Suzanne Kujawa: Carinatum (pigeon chest) patients are empowered to improve their chest walls and are proud of their dedication to the process of improving their chest wall. Patients who have undergone the Nuss procedure often report that they are very happy with the appearance of their chest walls and are less short of breath than before surgery.
Why is Lurie Children’s the best place for pectus treatment?
Dr. Abdullah: We have a multidisciplinary team of experts focused on this condition. Few Chest Wall Deformity Programs in the nation see more patients or do more surgeries with excellent outcomes.
When parents come to Lurie Children’s for chest wall deformity treatment, they can be assured that they are being taken care of by the most experienced team in the region.
Laurie Sands: Lurie Children’s provides state-of-the-art care for all our chest wall patients. This includes white-light scanning, which captures a 3D, computerized model of the patient's chest wall. We can visually and mathematically track changes in the patient's chest wall over time and this can further magnify the impact the Nuss procedure can have on a patient's thoracic volume.

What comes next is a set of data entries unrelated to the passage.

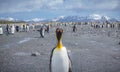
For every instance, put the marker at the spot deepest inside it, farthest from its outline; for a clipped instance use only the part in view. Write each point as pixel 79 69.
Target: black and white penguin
pixel 12 29
pixel 1 30
pixel 59 60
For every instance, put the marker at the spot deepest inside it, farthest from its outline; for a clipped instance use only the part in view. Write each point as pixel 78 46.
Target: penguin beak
pixel 59 32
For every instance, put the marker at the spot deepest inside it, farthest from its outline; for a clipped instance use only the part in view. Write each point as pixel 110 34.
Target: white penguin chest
pixel 60 61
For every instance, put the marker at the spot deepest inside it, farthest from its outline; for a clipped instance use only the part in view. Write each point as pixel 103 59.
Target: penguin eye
pixel 57 30
pixel 61 30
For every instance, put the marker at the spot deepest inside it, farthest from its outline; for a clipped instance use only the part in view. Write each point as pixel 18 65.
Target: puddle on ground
pixel 22 54
pixel 25 40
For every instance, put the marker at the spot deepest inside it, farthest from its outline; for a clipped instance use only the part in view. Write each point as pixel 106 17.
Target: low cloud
pixel 7 6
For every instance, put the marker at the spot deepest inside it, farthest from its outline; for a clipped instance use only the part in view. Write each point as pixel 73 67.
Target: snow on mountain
pixel 58 18
pixel 93 17
pixel 37 19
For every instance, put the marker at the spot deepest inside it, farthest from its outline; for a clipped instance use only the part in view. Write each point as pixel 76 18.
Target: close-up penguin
pixel 59 59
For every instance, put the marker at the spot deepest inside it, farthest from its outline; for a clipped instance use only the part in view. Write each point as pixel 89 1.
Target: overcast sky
pixel 46 9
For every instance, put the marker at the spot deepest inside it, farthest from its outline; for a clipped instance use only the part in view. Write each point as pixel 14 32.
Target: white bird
pixel 1 30
pixel 59 60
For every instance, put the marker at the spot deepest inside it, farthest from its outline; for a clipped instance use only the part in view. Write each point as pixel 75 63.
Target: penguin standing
pixel 12 29
pixel 42 31
pixel 1 30
pixel 59 60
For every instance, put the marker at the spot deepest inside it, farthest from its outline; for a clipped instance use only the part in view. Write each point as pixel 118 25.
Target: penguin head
pixel 59 32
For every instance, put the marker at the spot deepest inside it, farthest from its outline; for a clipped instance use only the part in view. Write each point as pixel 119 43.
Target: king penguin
pixel 59 60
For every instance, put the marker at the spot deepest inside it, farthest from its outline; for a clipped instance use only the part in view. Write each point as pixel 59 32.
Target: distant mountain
pixel 91 18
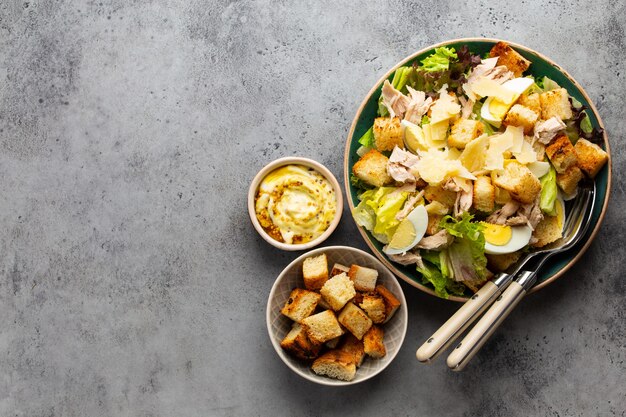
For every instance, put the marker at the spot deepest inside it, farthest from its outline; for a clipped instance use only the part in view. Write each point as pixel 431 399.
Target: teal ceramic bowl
pixel 541 66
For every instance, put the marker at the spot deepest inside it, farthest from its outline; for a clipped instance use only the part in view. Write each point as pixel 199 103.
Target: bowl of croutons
pixel 336 316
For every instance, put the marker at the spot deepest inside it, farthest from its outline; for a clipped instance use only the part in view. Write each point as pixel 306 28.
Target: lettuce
pixel 377 211
pixel 547 200
pixel 466 255
pixel 440 60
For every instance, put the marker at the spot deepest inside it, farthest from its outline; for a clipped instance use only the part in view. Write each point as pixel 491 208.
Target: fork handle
pixel 464 316
pixel 485 327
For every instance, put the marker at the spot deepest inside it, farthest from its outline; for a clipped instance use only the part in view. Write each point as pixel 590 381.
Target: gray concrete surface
pixel 131 282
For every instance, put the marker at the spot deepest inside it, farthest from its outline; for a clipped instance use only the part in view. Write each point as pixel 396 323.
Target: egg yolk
pixel 496 234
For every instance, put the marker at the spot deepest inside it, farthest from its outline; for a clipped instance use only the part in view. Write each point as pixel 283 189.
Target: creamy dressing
pixel 295 204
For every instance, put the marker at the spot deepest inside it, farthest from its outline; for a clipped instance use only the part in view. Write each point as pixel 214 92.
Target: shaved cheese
pixel 434 167
pixel 485 87
pixel 474 154
pixel 444 108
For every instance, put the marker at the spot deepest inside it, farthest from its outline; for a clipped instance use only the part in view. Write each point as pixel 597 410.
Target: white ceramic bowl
pixel 294 161
pixel 278 325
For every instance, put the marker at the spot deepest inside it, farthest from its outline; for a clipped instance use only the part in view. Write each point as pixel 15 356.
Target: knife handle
pixel 464 316
pixel 485 327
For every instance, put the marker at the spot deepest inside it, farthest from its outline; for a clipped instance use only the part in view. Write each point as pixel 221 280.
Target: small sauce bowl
pixel 321 169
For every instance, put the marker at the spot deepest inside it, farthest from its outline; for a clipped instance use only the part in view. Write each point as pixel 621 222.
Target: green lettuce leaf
pixel 377 211
pixel 439 60
pixel 547 200
pixel 466 255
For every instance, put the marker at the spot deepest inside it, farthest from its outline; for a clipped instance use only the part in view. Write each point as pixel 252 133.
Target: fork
pixel 575 228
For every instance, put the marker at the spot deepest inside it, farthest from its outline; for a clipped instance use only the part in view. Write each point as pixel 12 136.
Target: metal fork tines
pixel 575 228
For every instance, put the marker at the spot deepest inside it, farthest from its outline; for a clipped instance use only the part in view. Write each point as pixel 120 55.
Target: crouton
pixel 591 157
pixel 391 302
pixel 355 320
pixel 373 343
pixel 568 180
pixel 322 327
pixel 388 133
pixel 484 195
pixel 338 269
pixel 547 231
pixel 315 272
pixel 519 182
pixel 561 153
pixel 464 131
pixel 364 278
pixel 338 290
pixel 433 226
pixel 508 57
pixel 500 263
pixel 555 103
pixel 372 168
pixel 502 196
pixel 335 364
pixel 521 116
pixel 531 101
pixel 437 193
pixel 298 344
pixel 300 304
pixel 355 347
pixel 374 307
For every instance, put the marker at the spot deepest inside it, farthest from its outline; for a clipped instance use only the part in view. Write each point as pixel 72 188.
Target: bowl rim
pixel 411 57
pixel 295 160
pixel 276 344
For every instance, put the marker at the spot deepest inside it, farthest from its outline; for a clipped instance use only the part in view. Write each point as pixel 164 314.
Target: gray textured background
pixel 132 282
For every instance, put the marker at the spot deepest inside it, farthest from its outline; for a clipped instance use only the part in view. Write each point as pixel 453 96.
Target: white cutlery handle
pixel 456 324
pixel 485 327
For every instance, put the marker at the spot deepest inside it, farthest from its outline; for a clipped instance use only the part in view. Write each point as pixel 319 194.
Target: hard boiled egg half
pixel 495 108
pixel 409 232
pixel 505 239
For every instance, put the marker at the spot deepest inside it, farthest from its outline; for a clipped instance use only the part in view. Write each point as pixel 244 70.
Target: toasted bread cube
pixel 531 101
pixel 338 290
pixel 333 343
pixel 484 194
pixel 388 133
pixel 335 364
pixel 372 168
pixel 519 182
pixel 500 263
pixel 568 181
pixel 555 103
pixel 355 347
pixel 298 344
pixel 561 153
pixel 322 327
pixel 355 320
pixel 464 131
pixel 391 302
pixel 508 57
pixel 434 225
pixel 547 231
pixel 315 272
pixel 374 306
pixel 521 116
pixel 338 269
pixel 502 196
pixel 373 343
pixel 300 304
pixel 437 193
pixel 364 278
pixel 591 157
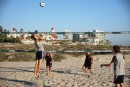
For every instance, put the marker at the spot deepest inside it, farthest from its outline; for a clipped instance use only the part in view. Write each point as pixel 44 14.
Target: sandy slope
pixel 67 73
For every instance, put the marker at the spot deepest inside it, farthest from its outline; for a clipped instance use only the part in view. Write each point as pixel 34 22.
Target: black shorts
pixel 87 66
pixel 119 79
pixel 48 64
pixel 39 55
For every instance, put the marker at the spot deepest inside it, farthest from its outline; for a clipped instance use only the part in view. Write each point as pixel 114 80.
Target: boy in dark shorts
pixel 88 63
pixel 119 67
pixel 49 61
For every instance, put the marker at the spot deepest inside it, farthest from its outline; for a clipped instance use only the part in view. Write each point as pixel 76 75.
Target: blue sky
pixel 75 15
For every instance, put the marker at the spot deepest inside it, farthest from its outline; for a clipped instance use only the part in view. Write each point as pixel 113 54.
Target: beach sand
pixel 67 73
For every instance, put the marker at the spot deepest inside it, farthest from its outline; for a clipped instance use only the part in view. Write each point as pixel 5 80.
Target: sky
pixel 73 15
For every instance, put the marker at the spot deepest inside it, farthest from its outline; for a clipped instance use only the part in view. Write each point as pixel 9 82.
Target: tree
pixel 36 32
pixel 1 29
pixel 21 30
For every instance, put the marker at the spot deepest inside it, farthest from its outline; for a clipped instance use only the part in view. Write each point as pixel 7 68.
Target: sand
pixel 67 73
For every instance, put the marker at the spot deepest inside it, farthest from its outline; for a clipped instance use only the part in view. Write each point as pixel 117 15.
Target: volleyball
pixel 42 4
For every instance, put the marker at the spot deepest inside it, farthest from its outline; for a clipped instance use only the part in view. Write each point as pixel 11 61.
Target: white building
pixel 67 35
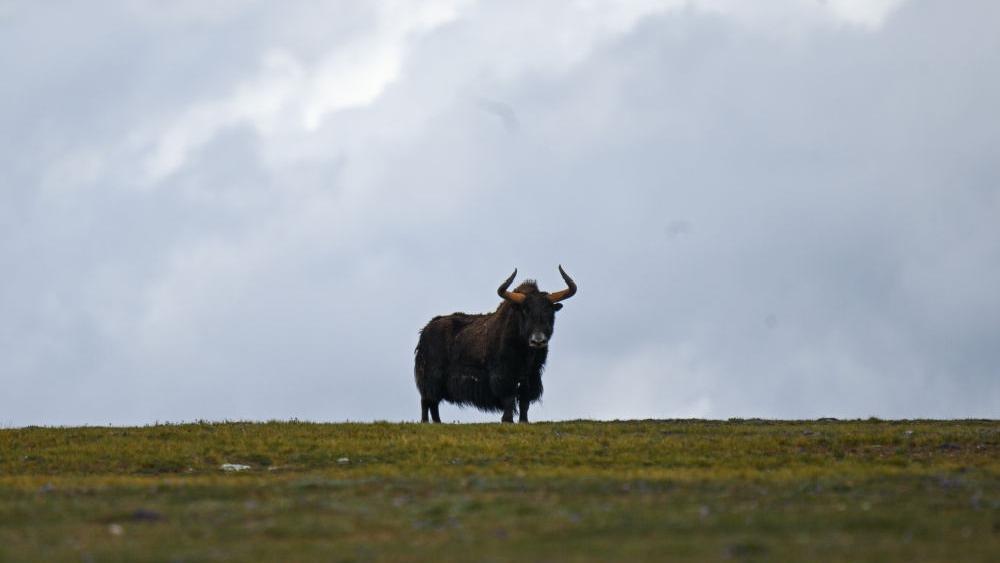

We anticipate the needs of our patients and have a guided recovery plan related to activity that our experts in physical therapy have assisted us with developing so that patients who have undergone the Nuss repair can return to activities they enjoy as soon as possible. We provide personal, individualized care to each patient. The Chest Wall Deformities program is more than a program, we are family.